Aiming to keep its growth going, Samsung Electronics is planning to launch an official refurbished phone resale program of its high-end phones as early as next year.
Shenzhen, Guangdong -- (ReleaseWire) -- 08/24/2016 -- According to report by Reuters, Samsung Electronics, the world's largest smartphone manufacturer, is looking for ways to keep its momentum going after enjoying strong growth with its recent line of mobile phones, especially Samsung Galaxy S7 and Galaxy S7 edge. The company is planning to launch an official refurbished phone resale program as early as next year.
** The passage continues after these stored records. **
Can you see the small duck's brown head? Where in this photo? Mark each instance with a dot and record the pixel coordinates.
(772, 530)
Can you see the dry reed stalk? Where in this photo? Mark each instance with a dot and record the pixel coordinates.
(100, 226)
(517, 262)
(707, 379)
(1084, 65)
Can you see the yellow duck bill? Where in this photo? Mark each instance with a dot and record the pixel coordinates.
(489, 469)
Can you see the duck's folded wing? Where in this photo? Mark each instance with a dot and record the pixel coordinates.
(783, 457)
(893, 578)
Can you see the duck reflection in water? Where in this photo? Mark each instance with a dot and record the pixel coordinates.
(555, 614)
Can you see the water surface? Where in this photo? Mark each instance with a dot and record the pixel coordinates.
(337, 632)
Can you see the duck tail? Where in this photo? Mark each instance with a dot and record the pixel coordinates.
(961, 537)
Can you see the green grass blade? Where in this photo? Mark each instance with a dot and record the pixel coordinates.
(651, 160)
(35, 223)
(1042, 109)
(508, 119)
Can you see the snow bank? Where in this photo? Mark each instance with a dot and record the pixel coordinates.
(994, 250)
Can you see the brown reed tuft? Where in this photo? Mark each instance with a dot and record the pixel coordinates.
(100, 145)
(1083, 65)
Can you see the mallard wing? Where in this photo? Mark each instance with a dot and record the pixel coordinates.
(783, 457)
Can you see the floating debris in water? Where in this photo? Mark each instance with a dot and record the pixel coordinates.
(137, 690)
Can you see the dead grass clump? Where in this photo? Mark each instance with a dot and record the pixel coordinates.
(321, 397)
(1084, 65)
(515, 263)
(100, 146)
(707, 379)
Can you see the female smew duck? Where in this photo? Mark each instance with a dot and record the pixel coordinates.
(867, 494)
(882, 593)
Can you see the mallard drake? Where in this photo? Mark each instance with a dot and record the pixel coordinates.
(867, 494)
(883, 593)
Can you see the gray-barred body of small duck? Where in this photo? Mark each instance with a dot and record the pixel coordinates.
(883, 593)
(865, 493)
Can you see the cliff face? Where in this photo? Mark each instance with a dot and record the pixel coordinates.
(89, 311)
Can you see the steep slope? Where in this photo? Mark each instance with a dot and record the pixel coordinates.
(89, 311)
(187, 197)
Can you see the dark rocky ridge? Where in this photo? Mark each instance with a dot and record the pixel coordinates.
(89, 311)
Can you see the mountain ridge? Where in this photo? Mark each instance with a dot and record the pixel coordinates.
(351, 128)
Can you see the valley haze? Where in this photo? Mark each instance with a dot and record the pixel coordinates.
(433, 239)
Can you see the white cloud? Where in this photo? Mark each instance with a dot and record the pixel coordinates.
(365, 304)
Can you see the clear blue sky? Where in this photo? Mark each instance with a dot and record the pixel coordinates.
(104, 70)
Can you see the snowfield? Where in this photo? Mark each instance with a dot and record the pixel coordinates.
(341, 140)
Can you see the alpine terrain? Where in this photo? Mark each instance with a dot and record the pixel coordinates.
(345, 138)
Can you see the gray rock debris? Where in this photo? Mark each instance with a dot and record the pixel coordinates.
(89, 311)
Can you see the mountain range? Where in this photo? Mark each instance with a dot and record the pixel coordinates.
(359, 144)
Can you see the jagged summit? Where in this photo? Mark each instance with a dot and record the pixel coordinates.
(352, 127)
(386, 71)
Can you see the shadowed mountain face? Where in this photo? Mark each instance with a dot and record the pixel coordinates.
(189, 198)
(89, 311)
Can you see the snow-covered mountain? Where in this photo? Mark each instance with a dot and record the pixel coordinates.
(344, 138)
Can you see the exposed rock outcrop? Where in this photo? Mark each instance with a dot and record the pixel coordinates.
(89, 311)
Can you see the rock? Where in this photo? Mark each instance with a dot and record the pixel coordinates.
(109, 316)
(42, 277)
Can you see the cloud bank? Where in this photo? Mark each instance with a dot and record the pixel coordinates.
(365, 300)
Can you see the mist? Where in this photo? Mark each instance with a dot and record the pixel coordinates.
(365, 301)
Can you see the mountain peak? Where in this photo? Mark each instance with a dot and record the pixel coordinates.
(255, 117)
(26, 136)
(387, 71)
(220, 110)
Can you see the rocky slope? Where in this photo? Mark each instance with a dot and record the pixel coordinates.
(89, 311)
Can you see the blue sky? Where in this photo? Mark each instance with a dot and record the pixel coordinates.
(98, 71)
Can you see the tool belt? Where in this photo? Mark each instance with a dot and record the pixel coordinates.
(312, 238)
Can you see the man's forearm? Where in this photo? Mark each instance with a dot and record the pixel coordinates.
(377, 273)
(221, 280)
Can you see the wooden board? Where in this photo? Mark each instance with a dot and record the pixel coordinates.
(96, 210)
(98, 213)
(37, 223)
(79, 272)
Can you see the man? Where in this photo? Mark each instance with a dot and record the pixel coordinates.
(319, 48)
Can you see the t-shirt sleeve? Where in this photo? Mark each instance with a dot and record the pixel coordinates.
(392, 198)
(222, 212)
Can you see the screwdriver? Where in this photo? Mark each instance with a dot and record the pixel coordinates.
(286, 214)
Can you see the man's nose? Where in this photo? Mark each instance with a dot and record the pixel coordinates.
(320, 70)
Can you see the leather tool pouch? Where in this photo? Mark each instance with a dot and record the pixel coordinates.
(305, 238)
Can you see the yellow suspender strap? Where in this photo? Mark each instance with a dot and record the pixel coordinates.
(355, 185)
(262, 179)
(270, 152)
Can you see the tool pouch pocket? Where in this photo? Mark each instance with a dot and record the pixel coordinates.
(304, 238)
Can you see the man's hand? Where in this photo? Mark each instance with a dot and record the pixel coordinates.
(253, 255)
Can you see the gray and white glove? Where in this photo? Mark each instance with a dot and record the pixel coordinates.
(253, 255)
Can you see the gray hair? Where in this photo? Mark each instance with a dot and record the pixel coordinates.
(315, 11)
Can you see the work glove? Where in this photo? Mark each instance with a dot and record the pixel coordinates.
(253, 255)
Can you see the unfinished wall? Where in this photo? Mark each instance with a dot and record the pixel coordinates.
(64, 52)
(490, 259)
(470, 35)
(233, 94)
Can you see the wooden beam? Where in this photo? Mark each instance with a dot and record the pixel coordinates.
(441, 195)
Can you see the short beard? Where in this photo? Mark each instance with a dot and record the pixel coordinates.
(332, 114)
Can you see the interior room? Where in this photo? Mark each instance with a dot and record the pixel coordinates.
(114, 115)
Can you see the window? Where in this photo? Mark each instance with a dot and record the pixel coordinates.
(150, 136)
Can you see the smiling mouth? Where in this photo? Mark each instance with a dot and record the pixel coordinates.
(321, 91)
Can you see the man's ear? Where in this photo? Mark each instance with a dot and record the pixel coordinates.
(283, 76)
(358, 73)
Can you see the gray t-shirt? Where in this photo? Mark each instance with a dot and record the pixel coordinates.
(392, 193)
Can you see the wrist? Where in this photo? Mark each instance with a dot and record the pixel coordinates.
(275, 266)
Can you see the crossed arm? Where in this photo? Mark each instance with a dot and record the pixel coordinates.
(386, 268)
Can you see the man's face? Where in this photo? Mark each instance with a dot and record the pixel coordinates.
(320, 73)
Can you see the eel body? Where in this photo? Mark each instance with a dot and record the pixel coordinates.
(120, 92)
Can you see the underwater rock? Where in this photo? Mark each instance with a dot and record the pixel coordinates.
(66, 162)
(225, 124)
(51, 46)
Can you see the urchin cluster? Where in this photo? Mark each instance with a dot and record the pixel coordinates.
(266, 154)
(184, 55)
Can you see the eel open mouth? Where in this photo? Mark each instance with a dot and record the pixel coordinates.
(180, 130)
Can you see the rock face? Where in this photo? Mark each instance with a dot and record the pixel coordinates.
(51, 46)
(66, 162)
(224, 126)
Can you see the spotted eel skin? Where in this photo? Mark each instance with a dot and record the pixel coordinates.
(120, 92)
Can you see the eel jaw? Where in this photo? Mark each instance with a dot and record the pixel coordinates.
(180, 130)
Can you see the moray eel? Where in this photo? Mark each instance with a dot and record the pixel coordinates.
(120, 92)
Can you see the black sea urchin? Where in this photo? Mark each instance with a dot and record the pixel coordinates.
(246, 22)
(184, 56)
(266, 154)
The company plans to refurbish its high-end phones, most likely its Galaxy S and Galaxy Note line, from customers who return their phones under a one-year upgrade program. The refurbished phones will come from customers in South Korea and the United States. Then Samsung Electronics will turn around and sell the refurbished phones at a lower price for the customers who can't afford them at full price, which gives Samsung fans an easier way to acquire the latest handsets, like Galaxy S7 and Galaxy Note 7. It's not clear what the price of the phones will be or how many refurbished handsets the company is aiming to resell.
Considering the popularity of Samsung's newest phones, including the newest Galaxy Note 7, the potential demand for refurbished products is massive. There will always be people looking for a cheaper alternative to the expensive devices, especially considering the nearly $800 for a high-end phone like the Galaxy S7 edge. Selling cheaper, refurbished phones could help Samsung occupy the emerging markets such as India where people have huge phones demand but can't afford high-end phones.
For Samsung Electronics, selling refurbished phones would also open a new perennial war with Apple Inc., which sells refurbished phones both in the U.S. and in India. According to BNP Paribas, Samsung's main rival Apple' iPhones has a resale value of around 69 percent of its original price around a year after launching in the U.S, while Samsung's flagship Galaxy sells for 51 percent of the original price in the U.S market.
Selling used phones could also help Samsung compete with lower-cost Chinese rivals like Huawei, Xiaomi and Vivo, which have been eating into its market share. In China, for example, the low cost smartphones have cut into Samsung's market share. Lower price entry level feature packed smartphones, like the Honor 8, have even started to hit American stores.